Pre-trained TSFMs: Unified Time Series Modeling

Updated 11 November 2025

Pre-trained TSFMs are foundational models that learn from large, diverse time series datasets to generate generalized, transferable representations.
They leverage advanced transformer architectures and specialized tokenization schemes to capture temporal patterns, handle multimodal inputs, and improve efficiency.
These models enable zero-shot and few-shot adaptation across tasks like forecasting, classification, anomaly detection, and decision support, often outperforming traditional methods.

A Pre-trained Time Series Foundation Model (TSFM) is a machine learning model trained on large, heterogeneous time series corpora using self-supervised or cross-modal objectives, with the explicit goal of developing generalized, transferable representations that can be rapidly adapted—often zero-shot or few-shot—for diverse forecasting, classification, anomaly detection, and decision-support tasks. TSFMs aim to unify historically specialized approaches within a single, versatile paradigm, leveraging architectural choices and pre-training strategies developed for sequence modeling at scale. This entry synthesizes the technical and practical state of pre-trained TSFMs, including their design, training regimes, adaptation mechanisms, evaluation, efficiency strategies, and interpretability, as well as emerging challenges and research problems.

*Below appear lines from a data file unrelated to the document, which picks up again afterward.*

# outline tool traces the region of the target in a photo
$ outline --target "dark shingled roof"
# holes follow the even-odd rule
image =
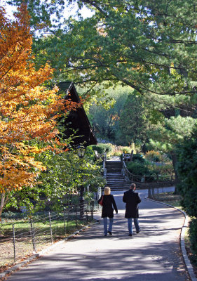
[[[64,98],[69,98],[72,101],[79,103],[80,98],[77,93],[73,82],[65,81],[57,84],[60,91],[66,93]],[[68,97],[68,93],[69,96]],[[64,122],[66,131],[65,137],[69,137],[73,134],[73,130],[76,131],[74,140],[74,145],[79,145],[81,143],[86,146],[97,144],[97,139],[95,137],[91,125],[86,115],[83,106],[72,110]]]

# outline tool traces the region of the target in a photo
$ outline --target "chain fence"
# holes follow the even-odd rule
[[[87,225],[98,210],[94,201],[60,211],[42,211],[17,220],[3,219],[0,227],[0,270],[32,256]]]

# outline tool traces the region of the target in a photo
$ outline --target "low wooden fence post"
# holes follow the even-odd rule
[[[67,228],[66,228],[66,211],[64,209],[64,234],[67,233]]]
[[[50,220],[50,211],[48,212],[48,218],[49,218],[49,225],[50,225],[50,240],[51,240],[51,244],[53,244],[53,232],[52,232],[52,227],[51,227],[51,220]]]
[[[93,209],[92,209],[92,210],[93,210],[92,219],[94,219],[94,204],[95,204],[95,202],[93,200],[92,201],[92,204],[93,204],[93,206],[92,206],[92,207],[93,207]]]
[[[32,235],[32,238],[33,249],[34,251],[36,251],[35,236],[34,236],[34,227],[33,227],[33,221],[32,219],[30,220],[30,229],[31,229],[31,235]]]
[[[14,262],[15,263],[16,258],[15,258],[15,228],[14,228],[14,224],[13,224],[13,230]]]

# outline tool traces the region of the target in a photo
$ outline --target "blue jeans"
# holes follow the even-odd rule
[[[128,229],[129,234],[132,234],[132,233],[133,233],[132,218],[128,218]],[[133,221],[134,221],[134,224],[135,224],[136,232],[140,231],[140,228],[139,223],[138,223],[138,218],[133,218]]]
[[[114,218],[109,218],[109,223],[108,231],[112,231],[112,224],[114,221]],[[107,216],[103,218],[103,226],[104,226],[104,235],[107,235]]]

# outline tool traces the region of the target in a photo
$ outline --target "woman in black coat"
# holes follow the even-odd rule
[[[116,213],[118,214],[118,209],[116,207],[116,202],[114,200],[114,197],[110,193],[111,193],[110,188],[109,187],[104,188],[104,195],[102,195],[101,197],[98,200],[98,203],[100,203],[102,199],[102,209],[101,217],[103,218],[104,236],[107,236],[107,233],[110,235],[112,235],[112,225],[114,221],[113,207],[116,211]],[[107,217],[109,218],[108,231],[107,231]]]

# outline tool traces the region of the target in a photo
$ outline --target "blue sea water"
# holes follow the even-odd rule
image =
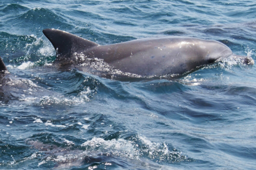
[[[214,39],[256,60],[255,18],[254,0],[1,0],[0,168],[255,169],[255,66],[223,61],[171,80],[63,71],[42,31],[103,45]]]

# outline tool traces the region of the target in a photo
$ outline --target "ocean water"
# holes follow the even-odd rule
[[[214,39],[256,60],[254,0],[0,1],[0,169],[255,169],[256,68],[238,61],[171,80],[52,64],[46,28],[100,45]]]

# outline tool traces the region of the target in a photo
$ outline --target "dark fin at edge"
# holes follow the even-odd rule
[[[70,58],[74,53],[79,53],[99,45],[92,41],[58,29],[45,29],[43,30],[43,33],[55,49],[56,60]]]
[[[0,72],[1,73],[4,73],[5,72],[5,71],[7,70],[7,68],[3,61],[3,60],[2,59],[2,58],[0,57]]]

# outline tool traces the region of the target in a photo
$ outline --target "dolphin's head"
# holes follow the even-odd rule
[[[206,63],[213,63],[220,58],[226,58],[233,54],[226,45],[214,40],[205,40],[199,45],[204,52],[203,57]]]

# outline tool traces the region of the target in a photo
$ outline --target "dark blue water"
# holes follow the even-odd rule
[[[0,168],[254,169],[255,66],[120,81],[55,68],[42,31],[101,45],[202,38],[255,60],[255,18],[253,0],[1,0]]]

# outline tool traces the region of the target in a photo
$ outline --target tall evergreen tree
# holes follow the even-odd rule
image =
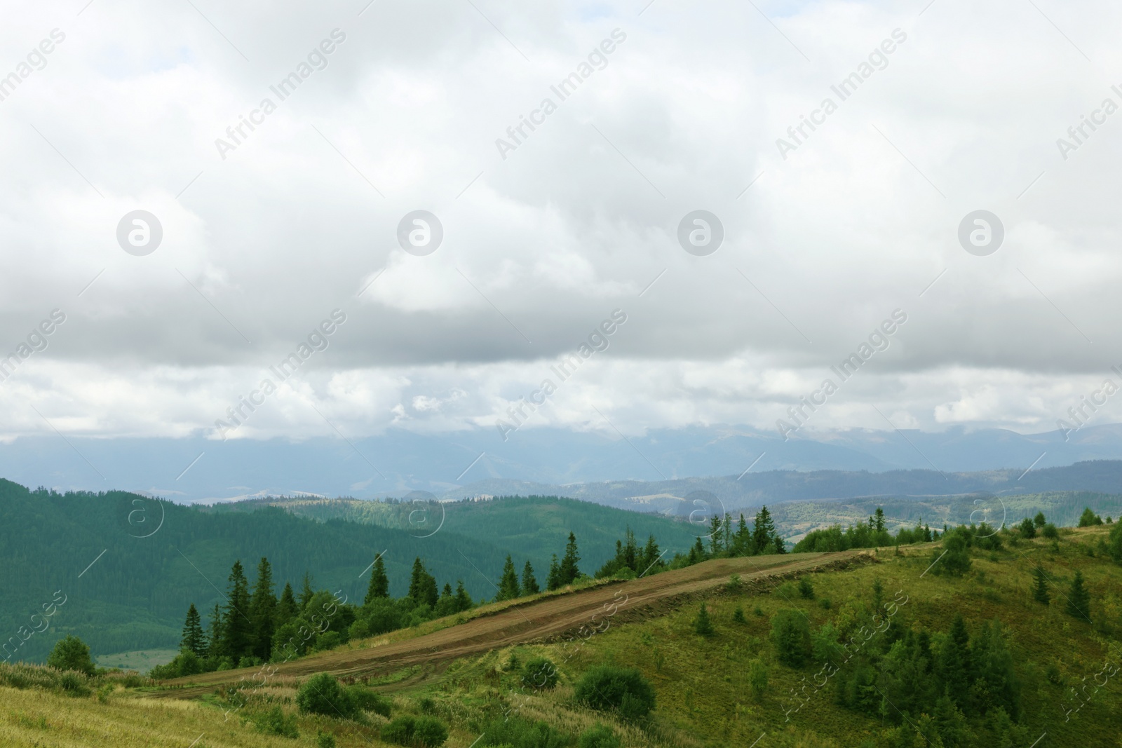
[[[211,612],[210,627],[206,631],[206,656],[218,657],[220,656],[220,652],[222,652],[222,611],[215,602],[214,610]]]
[[[1072,578],[1072,587],[1067,591],[1067,608],[1065,608],[1065,612],[1068,616],[1091,620],[1091,595],[1083,587],[1083,572],[1080,571],[1076,571],[1075,576]]]
[[[537,594],[541,591],[541,588],[537,587],[537,580],[534,579],[534,567],[530,565],[527,560],[526,565],[522,567],[522,594]]]
[[[241,561],[234,561],[230,570],[226,607],[222,610],[220,656],[230,657],[236,665],[239,659],[254,653],[254,624],[249,618],[249,582],[246,580]]]
[[[1032,570],[1032,579],[1034,580],[1032,599],[1047,606],[1051,601],[1051,597],[1048,594],[1048,574],[1045,573],[1045,567],[1039,562]]]
[[[203,634],[202,619],[193,602],[187,608],[187,619],[183,624],[183,639],[180,641],[180,649],[193,652],[200,657],[206,655],[206,636]]]
[[[425,570],[421,563],[421,556],[413,561],[413,572],[410,574],[408,597],[420,606],[427,603],[435,607],[439,594],[436,593],[436,578]]]
[[[724,548],[723,534],[720,532],[720,517],[714,515],[709,518],[709,553],[718,555]]]
[[[659,542],[654,539],[654,535],[646,538],[646,545],[643,546],[643,569],[637,570],[640,576],[647,574],[656,564],[662,564],[662,560],[659,557],[661,552],[659,551]]]
[[[284,592],[280,593],[280,600],[277,602],[276,619],[274,621],[276,628],[280,628],[300,612],[298,603],[296,602],[296,595],[293,594],[292,583],[285,582]]]
[[[775,523],[772,521],[771,512],[763,506],[756,512],[756,519],[752,527],[752,545],[756,553],[765,553],[772,544],[775,535]]]
[[[366,599],[362,604],[370,604],[375,598],[389,597],[389,578],[386,576],[386,564],[381,561],[381,554],[374,560],[374,567],[370,570],[370,584],[366,590]]]
[[[558,554],[553,554],[553,560],[550,562],[550,573],[545,578],[545,589],[546,590],[558,590],[561,589],[563,582],[561,581],[561,566],[558,564]]]
[[[273,594],[273,567],[261,556],[257,564],[257,581],[249,600],[249,619],[254,624],[254,656],[268,662],[273,648],[277,598]]]
[[[498,580],[498,593],[496,600],[514,600],[518,597],[518,572],[514,570],[514,561],[511,554],[506,556],[503,564],[503,575]]]
[[[456,581],[456,611],[457,612],[462,612],[465,610],[470,610],[472,604],[473,603],[471,602],[471,597],[463,589],[463,580],[462,579],[461,580],[457,580]]]
[[[580,556],[577,554],[577,536],[569,533],[569,542],[564,546],[564,557],[561,558],[561,584],[572,584],[580,576],[580,569],[577,564]]]
[[[300,589],[300,609],[303,610],[307,608],[307,603],[312,601],[312,597],[315,594],[315,590],[312,589],[312,575],[309,572],[304,572],[304,584]]]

1. Paradigms and Unifying Principles

TSFMs supersede task-specific models by exploiting massive cross-domain datasets and transferring pre-trained knowledge to new time series problems with minimal adaptation. Two main strategies are established:

From-scratch TSFM Pre-training: Models such as ForecastPFN, TimeGPT, TimesFM, GTT, and Lag-Llama are trained exclusively on time series, often exceeding 100 billion observations and hundreds of thousands of series (Ye et al., 3 May 2024, Kottapalli et al., 5 Apr 2025). Pre-training adopts encoder-only, decoder-only, or encoder–decoder Transformer architectures.
Foundation LLM Adaptation: This encompasses two approaches:
1. Embedding-visible adaptation—embedding numeric time series patches into the LLM's representation space and performing partial or full fine-tuning (e.g., FPT, TEMPO, LLM4TS, TimeLLM).
2. Text-visible adaptation—serializing time series as prompts, then leveraging in-context learning or prompt-based prediction in a mostly frozen LLM (e.g., PromptCast, TWSN, LLMST) (Ye et al., 3 May 2024).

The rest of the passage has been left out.